Pakistan asserts that India cannot argue self-determination and the will of the majority in other instances and ride roughshod over the same principle in Kashmir. Hence, in contrast to India, which considers the part of Kashmir under its control to be part of the Indian Union, Pakistan does not exercise formal sovereignty over the portion of Kashmir it controls. Rather, the territory is theoretically self-governed through its own interim constitution pending a plebiscite to determine the status of the historical state of Jammu and Kashmir.
Above all, both Islamabad and New Delhi see Kashmir as legitimizing the competing political frameworks that led to the partition of India. Islamabad believes that Muslim-majority Kashmir will choose to be part of Pakistan and it will justify, once again, the ideological basis for the 1947 partition that was predicated on the assumption that Muslims and Hindus were separate nations. India, for that same reason, is unwilling to let go of Kashmir: a Muslim majority state is proof that India is secular.
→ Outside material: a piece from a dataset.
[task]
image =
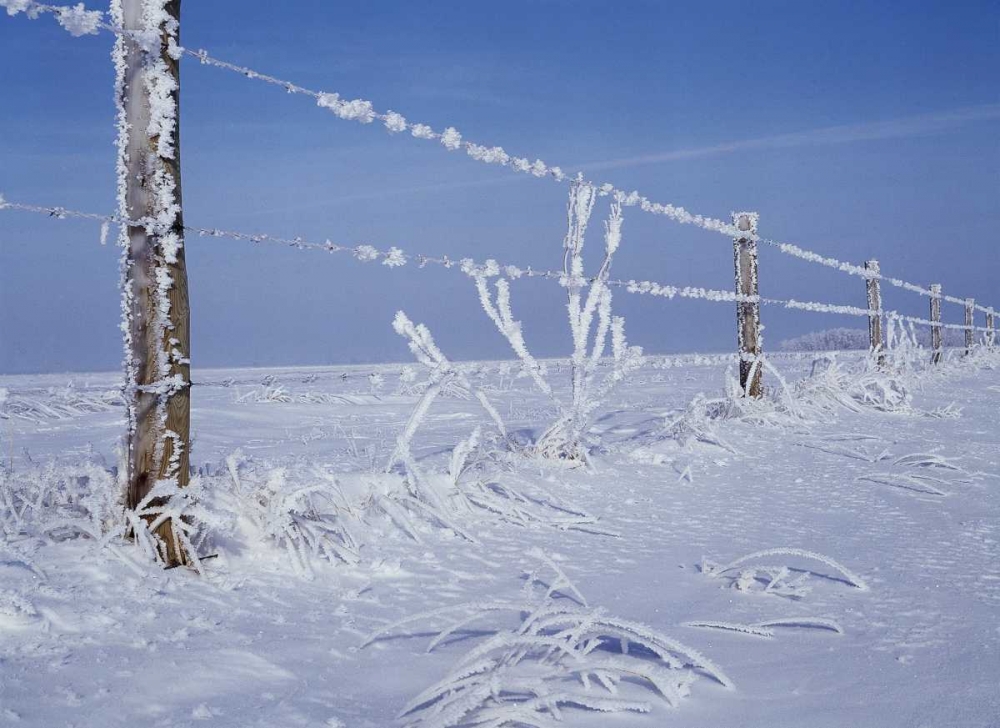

Since the British left the subcontinent almost sixty years ago, India and Pakistan have fought two wars specifically over Kashmir, in 1947-48 and in 1965. In 1971, a third war between the two countries led to the secession of East Pakistan, which became independent as Bangladesh. That truncation of Pakistan further exacerbated the distrust between the two countries and drives Islamabad's policy on Kashmir. Since India had helped in dividing Pakistan, it became a priority for Islamabad to ensure unity through an anti-Indian Islamic ideology.